Written parquet file to snowflake via put command

In my deployed streamlit app, the user can upload mat and hea files and i turn them into csv/parquet files to upload to snowflake. How can i get this part working?:

df.to_parquet(os.path.join(os.path.dirname(file), “data/data.parquet”), engine=‘fastparquet’)
filename = os.path.join(os.path.dirname(file), “data/data.parquet”)
query = “put file://.” + filename + " @MY_STAGE"
session.sql(query).collect()

In this example i want to turn my pandas df to a parquet file but when the put command runs i get this error:

2023-03-21 12:58:32.633 query: [put file://./app/snowflakeai/file_handling/data.parquet @MY_STAGE]
2023-03-21 12:58:32.810 query execution done
2023-03-21 12:58:32.813 Failed to execute query [queryID: None] put file://./app/snowflakeai/file_handling/data.parquet @MY_STAGE
253006: 253006: File doesn't exist: ['./app/snowflakeai/file_handling/data.parquet']

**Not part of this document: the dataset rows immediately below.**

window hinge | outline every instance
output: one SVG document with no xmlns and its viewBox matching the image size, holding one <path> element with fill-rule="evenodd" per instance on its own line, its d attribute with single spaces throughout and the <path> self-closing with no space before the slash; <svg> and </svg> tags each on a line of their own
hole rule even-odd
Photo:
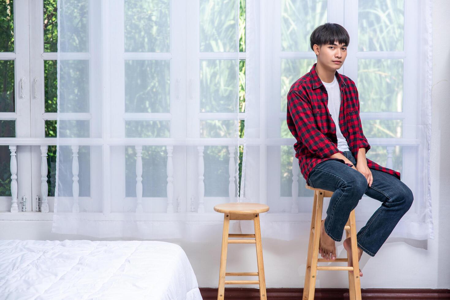
<svg viewBox="0 0 450 300">
<path fill-rule="evenodd" d="M 36 201 L 36 211 L 40 211 L 40 207 L 42 204 L 42 201 L 41 201 L 40 197 L 39 195 L 36 196 L 35 200 Z"/>
<path fill-rule="evenodd" d="M 22 211 L 27 211 L 27 197 L 22 196 L 20 201 L 22 203 Z"/>
</svg>

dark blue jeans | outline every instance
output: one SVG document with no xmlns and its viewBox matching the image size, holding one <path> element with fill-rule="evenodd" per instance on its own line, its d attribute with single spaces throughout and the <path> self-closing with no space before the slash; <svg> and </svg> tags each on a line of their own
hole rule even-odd
<svg viewBox="0 0 450 300">
<path fill-rule="evenodd" d="M 351 152 L 343 153 L 356 166 Z M 342 239 L 350 213 L 363 194 L 382 202 L 356 237 L 360 248 L 374 256 L 411 207 L 413 197 L 410 188 L 393 175 L 371 169 L 370 171 L 374 180 L 369 187 L 358 171 L 338 161 L 325 161 L 311 170 L 308 184 L 334 192 L 327 210 L 325 231 L 338 242 Z"/>
</svg>

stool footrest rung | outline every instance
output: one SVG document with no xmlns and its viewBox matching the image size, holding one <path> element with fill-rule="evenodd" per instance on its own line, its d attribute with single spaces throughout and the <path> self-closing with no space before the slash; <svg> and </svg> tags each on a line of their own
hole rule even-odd
<svg viewBox="0 0 450 300">
<path fill-rule="evenodd" d="M 256 240 L 228 240 L 229 244 L 256 244 Z"/>
<path fill-rule="evenodd" d="M 317 270 L 328 270 L 328 271 L 353 271 L 353 267 L 337 267 L 335 266 L 329 267 L 317 266 Z"/>
<path fill-rule="evenodd" d="M 225 280 L 225 284 L 259 284 L 256 280 Z"/>
<path fill-rule="evenodd" d="M 225 273 L 225 276 L 257 276 L 258 272 L 228 272 Z"/>
<path fill-rule="evenodd" d="M 254 234 L 247 234 L 246 233 L 230 233 L 229 237 L 254 237 Z"/>
<path fill-rule="evenodd" d="M 343 263 L 347 262 L 348 260 L 346 258 L 337 258 L 335 260 L 327 260 L 324 258 L 320 258 L 317 260 L 318 263 Z"/>
</svg>

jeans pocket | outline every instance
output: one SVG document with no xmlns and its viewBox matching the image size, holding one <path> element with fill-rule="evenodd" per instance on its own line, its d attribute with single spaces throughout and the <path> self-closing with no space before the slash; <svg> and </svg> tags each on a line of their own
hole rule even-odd
<svg viewBox="0 0 450 300">
<path fill-rule="evenodd" d="M 309 178 L 308 179 L 308 185 L 312 188 L 314 187 L 314 185 L 312 184 L 312 181 Z"/>
</svg>

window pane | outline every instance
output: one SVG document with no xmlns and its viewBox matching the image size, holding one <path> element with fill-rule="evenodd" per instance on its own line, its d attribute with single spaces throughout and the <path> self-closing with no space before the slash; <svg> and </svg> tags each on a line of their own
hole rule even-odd
<svg viewBox="0 0 450 300">
<path fill-rule="evenodd" d="M 0 138 L 16 137 L 16 120 L 0 120 Z"/>
<path fill-rule="evenodd" d="M 170 112 L 170 61 L 125 61 L 125 112 Z"/>
<path fill-rule="evenodd" d="M 281 51 L 312 51 L 310 36 L 326 22 L 326 0 L 282 0 Z"/>
<path fill-rule="evenodd" d="M 366 157 L 370 160 L 375 161 L 380 166 L 385 167 L 392 168 L 392 170 L 402 173 L 402 165 L 403 165 L 403 153 L 402 146 L 396 146 L 394 147 L 392 151 L 392 166 L 390 167 L 387 165 L 388 148 L 391 146 L 372 146 L 370 149 L 368 151 Z"/>
<path fill-rule="evenodd" d="M 239 1 L 239 51 L 245 52 L 245 0 Z"/>
<path fill-rule="evenodd" d="M 64 0 L 58 8 L 61 20 L 59 24 L 63 34 L 60 49 L 63 52 L 87 52 L 89 51 L 89 19 L 87 0 Z"/>
<path fill-rule="evenodd" d="M 403 136 L 401 120 L 363 120 L 363 131 L 366 138 L 395 138 Z"/>
<path fill-rule="evenodd" d="M 89 121 L 86 120 L 60 120 L 59 137 L 89 138 Z"/>
<path fill-rule="evenodd" d="M 65 88 L 59 91 L 60 111 L 89 112 L 89 61 L 60 61 L 59 80 L 61 86 Z M 48 78 L 50 80 L 50 77 Z"/>
<path fill-rule="evenodd" d="M 136 197 L 136 150 L 125 148 L 125 196 Z M 142 147 L 142 197 L 167 197 L 165 146 Z"/>
<path fill-rule="evenodd" d="M 78 148 L 78 184 L 80 185 L 79 190 L 80 197 L 90 196 L 90 152 L 94 150 L 91 149 L 91 147 L 80 146 Z M 73 160 L 72 146 L 60 146 L 58 155 L 59 161 L 62 164 L 60 165 L 58 172 L 58 181 L 59 184 L 63 186 L 58 189 L 59 193 L 58 196 L 72 197 L 73 195 L 72 193 L 72 183 L 73 182 L 73 175 L 72 168 L 67 167 L 68 164 Z"/>
<path fill-rule="evenodd" d="M 236 147 L 237 148 L 237 147 Z M 234 152 L 236 155 L 237 151 Z M 205 197 L 228 197 L 230 152 L 226 146 L 205 146 L 203 151 Z M 236 157 L 234 157 L 236 159 Z M 237 184 L 235 181 L 235 185 Z"/>
<path fill-rule="evenodd" d="M 280 196 L 282 197 L 292 197 L 292 162 L 294 159 L 294 150 L 292 146 L 281 146 L 281 174 Z M 297 159 L 295 159 L 297 160 Z M 297 161 L 298 161 L 298 160 Z M 298 162 L 296 167 L 300 169 Z M 298 197 L 313 197 L 314 192 L 305 188 L 306 182 L 302 173 L 298 171 Z"/>
<path fill-rule="evenodd" d="M 58 81 L 56 77 L 56 61 L 44 61 L 44 92 L 45 112 L 58 111 L 57 91 Z"/>
<path fill-rule="evenodd" d="M 281 107 L 285 112 L 288 108 L 288 93 L 297 79 L 309 72 L 316 59 L 287 59 L 281 60 Z"/>
<path fill-rule="evenodd" d="M 45 121 L 45 137 L 56 138 L 56 120 L 46 120 Z"/>
<path fill-rule="evenodd" d="M 200 121 L 201 138 L 235 138 L 237 120 L 206 120 Z"/>
<path fill-rule="evenodd" d="M 56 122 L 56 121 L 55 121 Z M 56 131 L 55 131 L 56 136 Z M 47 184 L 48 193 L 47 195 L 54 197 L 56 187 L 56 146 L 50 145 L 47 150 Z"/>
<path fill-rule="evenodd" d="M 359 0 L 358 50 L 403 51 L 403 0 Z"/>
<path fill-rule="evenodd" d="M 288 127 L 288 122 L 285 120 L 282 120 L 280 122 L 280 137 L 283 139 L 294 137 Z"/>
<path fill-rule="evenodd" d="M 125 51 L 170 52 L 169 0 L 125 0 Z"/>
<path fill-rule="evenodd" d="M 44 0 L 44 51 L 58 51 L 57 0 Z"/>
<path fill-rule="evenodd" d="M 14 52 L 14 1 L 0 1 L 0 52 Z M 9 151 L 9 150 L 8 150 Z"/>
<path fill-rule="evenodd" d="M 239 61 L 239 112 L 245 112 L 245 60 Z"/>
<path fill-rule="evenodd" d="M 200 60 L 201 112 L 238 112 L 238 67 L 233 59 Z"/>
<path fill-rule="evenodd" d="M 403 60 L 358 60 L 358 91 L 361 112 L 401 112 Z"/>
<path fill-rule="evenodd" d="M 238 9 L 235 0 L 200 0 L 200 51 L 238 50 Z"/>
<path fill-rule="evenodd" d="M 0 60 L 0 112 L 14 112 L 15 111 L 14 95 L 14 61 Z"/>
<path fill-rule="evenodd" d="M 170 121 L 125 121 L 126 138 L 170 138 Z"/>
<path fill-rule="evenodd" d="M 15 137 L 15 120 L 0 120 L 0 138 Z M 0 146 L 0 197 L 11 197 L 10 162 L 11 152 L 9 146 Z"/>
<path fill-rule="evenodd" d="M 0 197 L 11 196 L 10 162 L 9 147 L 0 145 Z"/>
</svg>

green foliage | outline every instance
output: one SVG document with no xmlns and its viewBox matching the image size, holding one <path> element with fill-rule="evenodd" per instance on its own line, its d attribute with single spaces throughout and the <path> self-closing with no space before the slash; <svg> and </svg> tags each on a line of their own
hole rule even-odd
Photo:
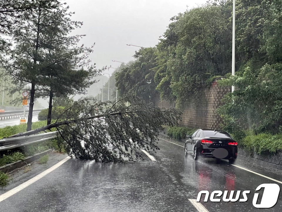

Where do files get saved when u write to them and how do i access them with the put command?

I don’t see anything obviously wrong with your script, but it looks like you’re trying to upload data.parquet instead of data/data.parquet according to the query logs. Here’s a slightly modified version of your script that works fine for me. I would recommend creating the path once, and using the same path variable every time to make sure you’re not trying to upload a different file from the one you created

from pathlib import Path
...

MY_STAGE = "TEST"

path = Path(__file__).parent / "data" / "data.parquet"
path.parent.mkdir(parents=True, exist_ok=True)

df.to_parquet(path)

query = f"put file://{path} @{MY_STAGE}"

st.write(query)

if st.button("Put file"):
    st.write(session.sql(query).collect())

I changed the code to not have the data directory and still got the same output. I think the writing to the file works fine but for some reason the snowflake put command cant find my file. Im using snowpark with a session. Locally it worked fine because i was able to give an absolute path to the saved files, but it doesnt appear to work in the deployed environment.

df.to_parquet(os.path.join(os.path.dirname(file), “data.parquet”), engine=‘fastparquet’)
filename = os.path.join(os.path.dirname(file), “data.parquet”)
query = “put file://.” + filename + " @MY_STAGE"
session.sql(query).collect)

This is how i do it at the moment and I get the same error as before:
File doesn’t exist: [‘./app/snowflakeai/file_handling/data.parquet’]

I suspect that the issue is related to using __file__ to get the location of the data, vs the location that the streamlit app is running from. However, that should be solved if you get the absolute path and use that value both for the to_pandas and for the put.

In the case of my code, that would be

path = Path(__file__).parent.absolute() / "data" / "data.parquet"

You would also have to remove the . in the put query for that to work.

That was it! Thanks for the help!

1 Like